Algérie

«Krim se distingue de tous...»



L'Expression: Qu'en est-il de l'itinéraire du signataire des accords d'Evian, Belkacem Krim'Ramdane Redjala : Belkacem Krim est avant tout un homme d'action et non un intellectuel porté à la spéculation politique ou idéologique. D'où son choix de se faire incorporer avant même d'avoir bouclé ses 21 ans, âge légal de la majorité d'alors. Le 26 novembre 1944, il devient caporal-chef au 1er régiment des tirailleurs algériens (RTA). Revenu à la vie civile, il adhère au Parti du peuple algérien (PPA) à l'âge de 24 ans. Militant actif et dévoué, il est contraint de se réfugier au maquis en 1947 en raison de ses démêlés avec la justice qui l'accuse d'avoir assassiné le garde-champêtre. Dès ce moment, il va s'accoutumer à la clandestinité et à la méfiance au point qu'elles deviennent sa seconde nature.
Ainsi que la grande majorité des cadres et militants nationalistes kabyles de l'époque, Krim Belkacem était indifférent, voire même hostile à la revendication berbère. Ni son niveau intellectuel ni ses préoccupations immédiates ne le prédisposaient à s'interroger sur la question linguistique ou identitaire.
Durant la crise qui secoua le PPA-MTLD en 1948-1949, Krim Belkacem choisit de se placer, sans état d'âme, du côté de la direction. Son hostilité à l'égard des militants et dirigeants kabyles qui voulaient introduire le débat sur la question de l'identité nationale lui valut d'être promu responsable de la Grande Kabylie.
Il n'hésite pas à ouvrir le feu sur Ferhat Ali, partisan de la berbérité, qu'il blesse à l'épaule.

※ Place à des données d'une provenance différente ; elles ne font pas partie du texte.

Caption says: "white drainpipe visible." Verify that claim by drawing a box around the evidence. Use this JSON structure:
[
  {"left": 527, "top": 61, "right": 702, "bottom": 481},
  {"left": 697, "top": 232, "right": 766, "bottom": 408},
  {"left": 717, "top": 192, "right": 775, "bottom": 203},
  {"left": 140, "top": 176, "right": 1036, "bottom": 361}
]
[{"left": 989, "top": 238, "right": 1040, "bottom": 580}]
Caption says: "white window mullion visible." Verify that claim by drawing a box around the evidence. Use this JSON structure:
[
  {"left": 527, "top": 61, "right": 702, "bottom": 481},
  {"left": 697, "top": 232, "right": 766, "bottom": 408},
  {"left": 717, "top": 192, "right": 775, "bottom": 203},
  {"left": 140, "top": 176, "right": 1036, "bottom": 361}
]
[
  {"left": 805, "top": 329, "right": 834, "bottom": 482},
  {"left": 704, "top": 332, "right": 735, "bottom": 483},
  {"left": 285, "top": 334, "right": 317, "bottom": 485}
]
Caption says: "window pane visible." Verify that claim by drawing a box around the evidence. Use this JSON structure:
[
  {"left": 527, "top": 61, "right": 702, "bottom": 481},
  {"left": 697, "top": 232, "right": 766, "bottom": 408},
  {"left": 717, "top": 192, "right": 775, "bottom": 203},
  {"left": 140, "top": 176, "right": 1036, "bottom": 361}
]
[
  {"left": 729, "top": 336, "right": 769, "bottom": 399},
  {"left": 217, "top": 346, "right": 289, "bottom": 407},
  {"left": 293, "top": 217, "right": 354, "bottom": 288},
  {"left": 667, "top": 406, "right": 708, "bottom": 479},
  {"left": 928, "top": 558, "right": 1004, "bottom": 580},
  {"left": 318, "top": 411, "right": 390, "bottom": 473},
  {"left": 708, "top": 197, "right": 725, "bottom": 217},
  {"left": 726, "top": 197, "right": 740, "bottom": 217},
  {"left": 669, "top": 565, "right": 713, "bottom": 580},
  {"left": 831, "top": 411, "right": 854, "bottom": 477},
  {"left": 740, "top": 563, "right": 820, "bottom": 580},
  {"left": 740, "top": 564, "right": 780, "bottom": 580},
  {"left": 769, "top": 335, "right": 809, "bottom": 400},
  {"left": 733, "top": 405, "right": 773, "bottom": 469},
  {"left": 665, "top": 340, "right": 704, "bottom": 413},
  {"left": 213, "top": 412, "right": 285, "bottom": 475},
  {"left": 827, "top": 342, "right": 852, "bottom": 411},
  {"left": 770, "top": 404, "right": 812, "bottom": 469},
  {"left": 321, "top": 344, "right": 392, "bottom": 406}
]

Sa fidélité au parti et au zaïm Messali sera sans faille jusqu'à la veille du mouvement insurrectionnel du 1er novembre 1954. Avec sa connaissance du terrain, sa grande expérience de maquisard de 7 ans déjà et son influence sur des centaines de militants kabyles, il négocia âprement avec les membres du CRUA, dont Ben Boulaïd et Boudiaf, la réunification des deux Kabylies que Ouali Bennaï ne cessa de réclamer depuis 1945.
Chef historique de la Kabylie réunifiée, Krim exerça une réelle grande influence, non seulement sur sa région, mais également sur le développement de la guerre de libération. Il partagera ce pouvoir avec ses camarades et néanmoins rivaux tels Lakhdar Ben Tobbal et Abdelhafid Boussouf jusqu'en 1958.
À partir de ce moment, il perd l'initiative et son influence s'estompe au fur et à mesure de la montée en puissance de l'état-major général dominé par le clan d'Oujda. Chef de la délégation qui signa les accords d'Evian, il devient une cible pour ses adversaires dont le clan d'Oujda formé autour de Boumediene et des cinq emprisonnés.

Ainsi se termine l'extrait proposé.